A few weeks ago I was asked to bake for a fiesta themed bridal shower. Right away I thought that churro and strawberry margarita cupcakes would be a total hit and the client was even more excited. For the churro cupcakes I took my go-to vanilla cake recipe and added cinnamon, filling the cupcakes with salted caramel and topping with silky cinnamon cream cheese frosting. A churro cupcake wouldn’t be complete without a crunchy homemade churro, so I fried heart shaped churros and topped each cupcake with the cinnamon-sugar goodness. With Cinco de Mayo only a week a way these would be perfect for any fiesta themed get together!
For the Churros I followed this recipe but instead of piping the dough into the hot oil I gently rolled out the dough onto parchment paper. I used a mini heart cutter and gently place the hearts into the oil.
3 cups flour
2 cups sugar
1 TB baking soda
1/2 tsp salt
2 sticks butter, at room temperature
4 large eggs, at room temperature
1 cup whole milk
1 teaspoon vanilla
2 TB cinnamon
1/2 cup salted caramel, either homemade or store bought (I prefer Trader Joe’s brand)
Preheat oven to 325º. Line cupcake pans with paper liners; set aside. In the bowl of an electric mixer fitted with the paddle attachment, combine flours, sugar, baking powder, and salt; mix on low speed until combined.
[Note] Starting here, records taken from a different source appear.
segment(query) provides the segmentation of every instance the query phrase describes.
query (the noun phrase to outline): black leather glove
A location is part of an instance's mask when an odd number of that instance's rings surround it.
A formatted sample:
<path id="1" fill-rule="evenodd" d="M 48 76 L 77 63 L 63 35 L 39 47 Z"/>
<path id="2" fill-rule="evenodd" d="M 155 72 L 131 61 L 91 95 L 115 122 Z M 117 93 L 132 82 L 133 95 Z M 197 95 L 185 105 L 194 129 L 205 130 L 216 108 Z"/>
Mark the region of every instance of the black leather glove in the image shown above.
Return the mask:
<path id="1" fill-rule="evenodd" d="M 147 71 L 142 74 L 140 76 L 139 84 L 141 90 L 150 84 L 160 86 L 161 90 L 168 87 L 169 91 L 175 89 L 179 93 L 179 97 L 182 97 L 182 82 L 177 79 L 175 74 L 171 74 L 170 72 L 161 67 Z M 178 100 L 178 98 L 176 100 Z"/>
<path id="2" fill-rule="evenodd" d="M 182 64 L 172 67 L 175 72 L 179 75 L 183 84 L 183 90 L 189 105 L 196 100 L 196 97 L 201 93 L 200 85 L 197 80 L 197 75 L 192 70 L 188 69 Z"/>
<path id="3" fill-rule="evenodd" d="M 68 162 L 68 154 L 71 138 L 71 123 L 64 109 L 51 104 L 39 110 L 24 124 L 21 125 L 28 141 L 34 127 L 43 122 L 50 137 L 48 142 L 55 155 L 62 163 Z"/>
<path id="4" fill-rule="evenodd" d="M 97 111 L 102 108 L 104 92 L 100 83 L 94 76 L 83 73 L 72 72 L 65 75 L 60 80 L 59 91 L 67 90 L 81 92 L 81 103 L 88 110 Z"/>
Add butter, mixing until just coated with flour.
In a large measuring cup, whisk together eggs, milk, and vanilla. With mixer on medium speed, add wet ingredients in 3 parts, scraping down sides of bowl before each addition; beat until ingredients are incorporated but do not over beat.
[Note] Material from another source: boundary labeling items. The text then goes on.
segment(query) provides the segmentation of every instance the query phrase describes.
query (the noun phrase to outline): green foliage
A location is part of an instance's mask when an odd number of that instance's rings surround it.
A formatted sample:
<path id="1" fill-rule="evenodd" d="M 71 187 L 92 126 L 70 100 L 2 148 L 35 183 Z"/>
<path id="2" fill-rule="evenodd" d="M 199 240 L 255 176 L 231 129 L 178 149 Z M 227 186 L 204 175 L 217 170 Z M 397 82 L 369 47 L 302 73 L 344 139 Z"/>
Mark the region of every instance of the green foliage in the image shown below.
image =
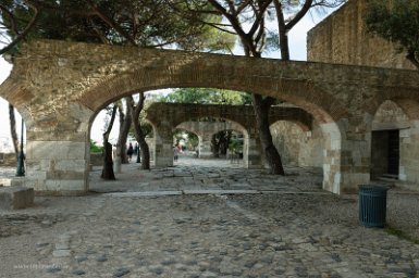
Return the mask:
<path id="1" fill-rule="evenodd" d="M 229 150 L 233 152 L 243 152 L 243 138 L 234 136 L 230 139 Z"/>
<path id="2" fill-rule="evenodd" d="M 91 153 L 101 153 L 101 152 L 103 152 L 103 147 L 97 146 L 97 143 L 90 139 L 90 152 Z"/>
<path id="3" fill-rule="evenodd" d="M 419 59 L 419 2 L 417 0 L 369 0 L 367 29 L 399 45 L 416 61 Z"/>
<path id="4" fill-rule="evenodd" d="M 234 42 L 234 37 L 217 34 L 205 24 L 221 22 L 220 15 L 192 13 L 185 4 L 175 5 L 171 0 L 4 0 L 0 5 L 0 25 L 14 39 L 36 11 L 39 16 L 26 40 L 176 46 L 189 50 L 220 50 Z M 0 31 L 4 36 L 4 30 Z"/>
<path id="5" fill-rule="evenodd" d="M 180 88 L 165 97 L 161 102 L 195 104 L 250 104 L 251 97 L 245 92 L 209 88 Z"/>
Divide batter evenly among liners. I use a 1/4 cup measuring cup or a large cookie scoop. Bake, rotating pan halfway through, until a cake tester inserted in the center comes out clean, 17 to 20 minutes. Let Cool.
Take a pastry bag and fit with a round, medium sized tip. Place caramel into the bag. Slowly insert the tip into the cupcake and squeeze until you see the cupcake pull up a little. Do not overfill, the caramel will ooze out the top.
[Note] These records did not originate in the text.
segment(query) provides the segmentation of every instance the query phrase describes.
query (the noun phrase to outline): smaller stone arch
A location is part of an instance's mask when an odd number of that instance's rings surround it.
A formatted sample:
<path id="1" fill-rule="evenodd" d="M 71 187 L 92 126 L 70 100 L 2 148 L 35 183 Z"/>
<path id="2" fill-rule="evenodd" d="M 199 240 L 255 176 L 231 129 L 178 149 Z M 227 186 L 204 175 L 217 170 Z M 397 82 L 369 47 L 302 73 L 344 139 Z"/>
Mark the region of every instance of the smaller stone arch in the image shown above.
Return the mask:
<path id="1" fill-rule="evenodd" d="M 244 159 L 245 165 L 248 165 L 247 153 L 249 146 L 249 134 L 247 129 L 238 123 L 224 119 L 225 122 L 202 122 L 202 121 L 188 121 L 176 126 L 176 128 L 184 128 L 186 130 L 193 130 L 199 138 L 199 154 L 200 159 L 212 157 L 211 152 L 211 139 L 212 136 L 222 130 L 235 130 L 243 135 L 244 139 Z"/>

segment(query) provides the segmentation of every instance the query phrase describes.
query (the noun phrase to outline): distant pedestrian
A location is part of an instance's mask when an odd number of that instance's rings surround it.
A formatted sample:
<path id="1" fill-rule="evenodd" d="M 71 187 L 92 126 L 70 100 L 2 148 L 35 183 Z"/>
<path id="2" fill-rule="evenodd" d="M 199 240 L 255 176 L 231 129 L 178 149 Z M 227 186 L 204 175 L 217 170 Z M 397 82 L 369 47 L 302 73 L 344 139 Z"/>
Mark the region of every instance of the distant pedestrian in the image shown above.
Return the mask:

Cinnamon Cream Cheese Frosting:
8 oz. cream cheese block, at room temperature
1 stick butter, at room temperature
2 pounds powdered sugar
1 tsp vanilla
2 TB cinnamon
In the bowl of an electric mixer fitted with the paddle attachment, cream together the cream cheese and butter. Slowly add in powdered sugar until fully combined. Beat the frosting on medium-high for three minutes until light and fluffy. Add in vanilla and cinnamon. Pipe onto cupcakes and top with a crunchy churro.